Most of the changes will apply by 30 months after the rules come into force, and will boost transparency by allowing the trade of standardised derivatives solely on regulated trading platforms and banning anonymous trading in shares. A new type of trading facility, the organised trading facility, will be set up to deal with financial products other than shares (structured products, standardised derivatives and carbon trading quotas).
Competition on trading platforms will be encouraged by ensuring non-discriminatory access to the platforms and central clearing houses (CCP).
HFT. High-frequency trading (HFT) will be subject to new prudential rules through monitoring of trading and liquidity requirements for operators doing market-making. The European Parliament's desire to introduce a minimum retention period of half a second was rejected.

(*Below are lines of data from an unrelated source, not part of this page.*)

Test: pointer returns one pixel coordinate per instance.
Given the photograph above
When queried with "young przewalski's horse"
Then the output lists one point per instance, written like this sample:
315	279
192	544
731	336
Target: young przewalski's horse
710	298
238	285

Based on guidelines from the European Securities and Markets Authority, member states may put caps on an investor's holdings in commodities (wheat, soya beans, sugar and so on) in order to prevent speculation from sending prices shooting up too high. Other holdings may not be capped. Players must keep regulators informed of their holdings at least once a day. Coal and oil derivatives will be exempted from requirements to go through clearing houses. (MB)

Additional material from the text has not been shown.